The issue is that Deidre makes most Democrats look conservative.  As Newt points out, she is an NRA member who has promised to vote against tax increases.  She has also promised to support John Boehner over Nancy Pelosi as House leader.  Phew, what a relief!

On the other hand, Deidre falls socially in line with John Kerry and Barack Obama, has ties to ACORN, and has been endorsed by the leftist Working Families Party.  She supports Obamacare and generally is similar in ideology to the Olympia Snowe, Susan Collins brand of the Republican Party.  In other words, she is a RINO.

So why would Newt support her over her conservative opponent Doug Hoffman?  Because Newt lives in a two party world.  In Newt’s world, it’s Republicans versus Democrats, not conservatives versus liberals.

You would think that as Newt recounted stories of Republican betrayal, he might begin to recognize a pattern.  He spoke about how he had raised a lot of money to get Arlen Specter re-elected, and then Specter switched parties.  Newt recognized that Democrats didn’t win in 2006 and 2008 on new ideas, Republicans were fired for not championing the conservative principles they were elected for.  Yet Newt still chooses to endorse the idea that you have to accept people who endorse infanticide, unconstitutional programs, and out of control spending as long as they have an (R) after their name.

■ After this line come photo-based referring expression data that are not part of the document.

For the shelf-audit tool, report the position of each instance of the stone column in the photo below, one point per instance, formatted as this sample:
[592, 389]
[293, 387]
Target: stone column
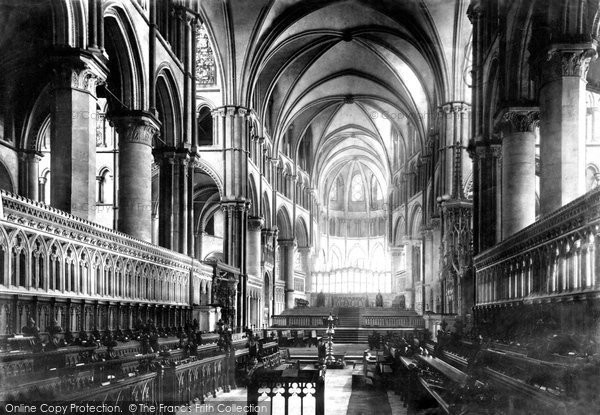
[33, 173]
[562, 124]
[454, 127]
[306, 262]
[287, 269]
[518, 169]
[181, 224]
[166, 178]
[73, 132]
[253, 246]
[486, 167]
[136, 131]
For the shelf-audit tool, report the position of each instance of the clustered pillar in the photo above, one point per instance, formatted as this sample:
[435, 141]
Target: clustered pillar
[74, 133]
[136, 131]
[287, 268]
[518, 170]
[562, 124]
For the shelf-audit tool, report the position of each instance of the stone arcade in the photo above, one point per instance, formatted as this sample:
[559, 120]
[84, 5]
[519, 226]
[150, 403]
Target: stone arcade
[182, 178]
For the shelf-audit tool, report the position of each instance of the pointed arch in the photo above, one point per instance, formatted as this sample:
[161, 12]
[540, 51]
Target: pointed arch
[169, 106]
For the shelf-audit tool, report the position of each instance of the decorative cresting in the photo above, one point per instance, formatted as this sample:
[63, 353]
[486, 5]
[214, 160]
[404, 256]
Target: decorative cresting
[59, 266]
[555, 259]
[570, 60]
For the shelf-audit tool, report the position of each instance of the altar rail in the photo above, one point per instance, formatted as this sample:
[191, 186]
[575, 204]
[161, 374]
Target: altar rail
[556, 257]
[54, 265]
[367, 318]
[299, 321]
[392, 321]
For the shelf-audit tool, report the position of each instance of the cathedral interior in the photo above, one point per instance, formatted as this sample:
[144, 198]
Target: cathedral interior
[193, 193]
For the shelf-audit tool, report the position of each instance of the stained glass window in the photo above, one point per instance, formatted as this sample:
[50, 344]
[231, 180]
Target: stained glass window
[357, 189]
[206, 72]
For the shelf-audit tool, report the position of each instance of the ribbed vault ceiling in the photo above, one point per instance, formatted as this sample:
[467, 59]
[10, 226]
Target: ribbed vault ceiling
[341, 77]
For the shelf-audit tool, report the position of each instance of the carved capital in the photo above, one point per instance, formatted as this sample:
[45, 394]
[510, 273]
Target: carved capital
[519, 120]
[77, 72]
[135, 127]
[255, 223]
[570, 60]
[231, 111]
[235, 205]
[287, 242]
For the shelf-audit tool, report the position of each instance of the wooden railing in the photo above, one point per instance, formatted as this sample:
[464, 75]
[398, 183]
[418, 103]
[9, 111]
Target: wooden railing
[558, 256]
[172, 376]
[278, 390]
[392, 321]
[299, 321]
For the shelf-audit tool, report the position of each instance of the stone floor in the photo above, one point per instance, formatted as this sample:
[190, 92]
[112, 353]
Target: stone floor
[340, 399]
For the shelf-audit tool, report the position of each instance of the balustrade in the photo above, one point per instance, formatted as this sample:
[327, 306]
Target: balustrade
[84, 275]
[555, 257]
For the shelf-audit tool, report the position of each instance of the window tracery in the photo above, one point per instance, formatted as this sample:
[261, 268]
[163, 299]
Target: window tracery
[206, 72]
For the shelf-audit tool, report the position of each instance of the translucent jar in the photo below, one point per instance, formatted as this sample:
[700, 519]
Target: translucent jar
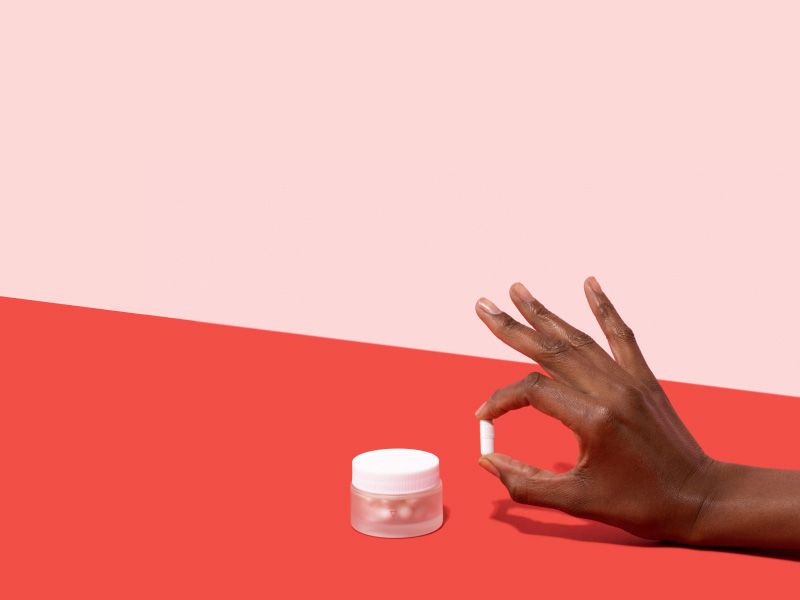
[396, 492]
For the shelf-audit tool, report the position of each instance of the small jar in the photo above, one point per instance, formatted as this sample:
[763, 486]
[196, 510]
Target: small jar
[396, 493]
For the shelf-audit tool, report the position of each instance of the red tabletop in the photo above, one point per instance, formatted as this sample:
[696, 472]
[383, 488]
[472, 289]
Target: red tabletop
[145, 457]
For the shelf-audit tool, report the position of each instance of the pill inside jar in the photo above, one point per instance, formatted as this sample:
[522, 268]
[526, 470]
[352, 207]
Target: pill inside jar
[395, 493]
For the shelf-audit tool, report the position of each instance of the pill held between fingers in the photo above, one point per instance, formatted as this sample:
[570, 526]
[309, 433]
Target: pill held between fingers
[487, 437]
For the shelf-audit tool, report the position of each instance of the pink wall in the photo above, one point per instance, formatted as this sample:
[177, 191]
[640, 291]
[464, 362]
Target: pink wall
[365, 170]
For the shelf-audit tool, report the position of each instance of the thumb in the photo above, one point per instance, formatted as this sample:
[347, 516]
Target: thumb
[527, 484]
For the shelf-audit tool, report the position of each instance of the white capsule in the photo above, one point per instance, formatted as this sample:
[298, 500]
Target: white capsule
[487, 437]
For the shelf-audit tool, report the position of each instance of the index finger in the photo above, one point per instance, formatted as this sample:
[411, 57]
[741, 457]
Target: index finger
[542, 393]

This partisan understanding is how politics have been run for decades.  But what Newt and older Republicans don’t understand is that the up and coming generations identify themselves as conservative, liberal, progressive, moderate, centrist, constitutionalist, and socialist.  Most young voters identify with a party because it is closest to their unique ideology, or because it was the party of their parents.

Joe Lieberman should be a great lesson to conservatives.  Lieberman ran against a fellow Democrat and won because he represented the principles of the majority of people in Connecticut.  Because of it, he was able to keep Connecticut blue and keep Democrats in charge, but at the same time he was able to prevent the radical code pink wing of the party from claiming a major victory and setting the agenda.

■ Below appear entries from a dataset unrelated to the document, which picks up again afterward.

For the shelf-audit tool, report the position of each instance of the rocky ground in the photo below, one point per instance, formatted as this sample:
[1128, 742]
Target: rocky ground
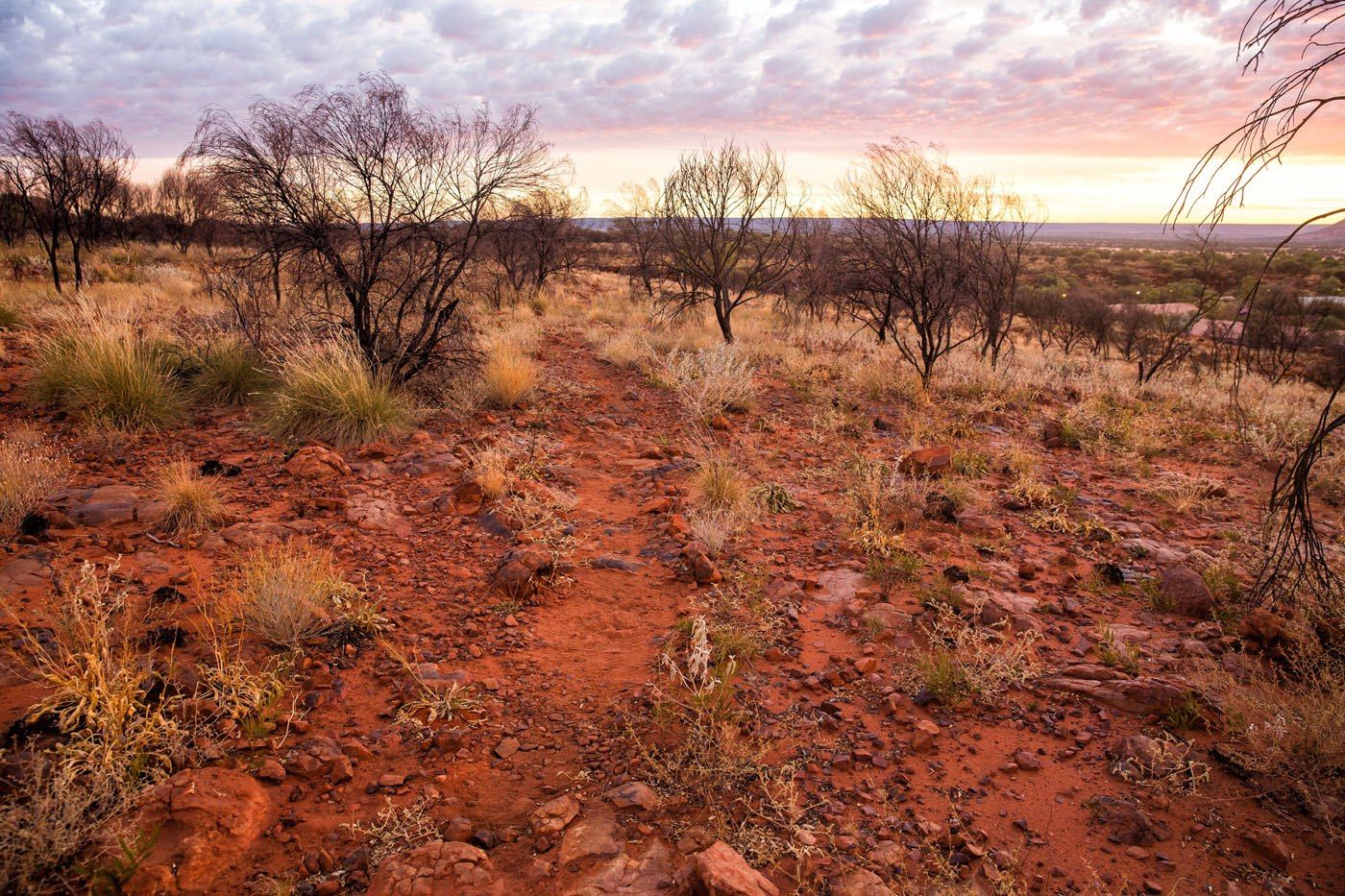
[555, 778]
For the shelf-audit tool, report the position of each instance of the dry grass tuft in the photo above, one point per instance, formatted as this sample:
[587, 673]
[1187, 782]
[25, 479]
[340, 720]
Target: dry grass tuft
[491, 470]
[508, 375]
[29, 472]
[327, 392]
[719, 485]
[107, 372]
[291, 593]
[116, 739]
[396, 831]
[967, 661]
[191, 503]
[1290, 732]
[710, 382]
[232, 373]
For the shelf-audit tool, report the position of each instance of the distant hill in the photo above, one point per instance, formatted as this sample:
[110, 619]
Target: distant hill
[1329, 237]
[1231, 235]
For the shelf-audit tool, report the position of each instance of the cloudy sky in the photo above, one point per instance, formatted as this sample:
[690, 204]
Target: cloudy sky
[1095, 107]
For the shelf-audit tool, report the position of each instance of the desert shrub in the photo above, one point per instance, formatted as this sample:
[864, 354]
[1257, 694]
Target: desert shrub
[715, 527]
[429, 702]
[710, 381]
[291, 593]
[397, 829]
[508, 375]
[232, 373]
[491, 470]
[116, 736]
[1290, 731]
[29, 472]
[10, 315]
[775, 498]
[110, 375]
[327, 392]
[190, 502]
[719, 485]
[51, 818]
[967, 661]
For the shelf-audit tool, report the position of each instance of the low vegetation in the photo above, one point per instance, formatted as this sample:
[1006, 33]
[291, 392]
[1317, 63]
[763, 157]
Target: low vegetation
[326, 392]
[30, 472]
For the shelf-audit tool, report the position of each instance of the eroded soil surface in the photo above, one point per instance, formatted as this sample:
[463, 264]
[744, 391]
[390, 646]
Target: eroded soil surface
[891, 787]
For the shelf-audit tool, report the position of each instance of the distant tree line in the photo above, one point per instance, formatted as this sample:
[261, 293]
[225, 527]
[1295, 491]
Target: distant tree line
[355, 210]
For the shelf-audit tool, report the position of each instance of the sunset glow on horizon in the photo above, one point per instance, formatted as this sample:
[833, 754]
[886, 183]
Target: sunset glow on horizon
[1095, 108]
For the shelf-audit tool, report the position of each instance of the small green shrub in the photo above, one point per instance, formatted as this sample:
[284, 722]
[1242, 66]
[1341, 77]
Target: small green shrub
[231, 375]
[108, 375]
[327, 393]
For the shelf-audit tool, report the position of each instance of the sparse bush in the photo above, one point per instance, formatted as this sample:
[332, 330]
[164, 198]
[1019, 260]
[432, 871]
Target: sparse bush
[710, 382]
[29, 472]
[326, 392]
[507, 376]
[10, 316]
[775, 498]
[397, 829]
[491, 470]
[719, 485]
[116, 738]
[291, 593]
[965, 661]
[232, 373]
[1291, 734]
[624, 349]
[190, 502]
[54, 817]
[713, 527]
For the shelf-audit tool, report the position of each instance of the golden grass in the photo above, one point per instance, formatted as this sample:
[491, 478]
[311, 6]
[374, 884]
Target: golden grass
[710, 382]
[190, 502]
[326, 392]
[29, 472]
[508, 375]
[231, 373]
[289, 593]
[719, 485]
[108, 372]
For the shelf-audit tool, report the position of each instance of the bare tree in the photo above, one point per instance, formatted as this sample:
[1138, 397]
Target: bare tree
[1004, 229]
[1277, 329]
[726, 229]
[13, 221]
[817, 281]
[1166, 342]
[185, 204]
[635, 220]
[379, 204]
[66, 180]
[1297, 559]
[540, 237]
[915, 248]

Four years ago, I would not be writing this post.  We had seen Ross Perot rob Republicans twice in a row against Bill Clinton.  Most conservatives figured it would be better to have a liberal Republican in office than a liberal Democrat.  But when liberal Republicans began getting more liberal than Conservative Democrats, that theory went out the window. What we discovered was that the majority of conservatives could not vote for a pro-abortion, pro-big government, anti-constitution Republican.

When Republicans started acting like Democrats, conservative voters stopped voting.  When they moved the big tent to the left, it left the right out in the cold.  Newt thinks that conservatives will remain the minority so long as conservatives refuse to bite the bullet and vote for liberals with (R)’s after their name.  The fact is, as long as Republicans keep acting like Democrats, no one will be fooled by their party affiliation.


2 Responses to “Gringrich and the Two Party Problem”

  1. 1 gmeyers1944 October 26, 2009 at 1:53 pm

    I agree with most of this idea except that I don’t think that the Republican Candidate would have won in Connecticut had Lieberman accepted his primary defeat.

  2. 2 ikefriday October 31, 2009 at 1:48 pm

    Scozzafava stepped out of the race today, giving the conservative candidate the best shot for the win. This is a clear victory for the conservative branch of the Republican party and should serve as a rebuke to Washington Republicans who have become out of touch with their own party.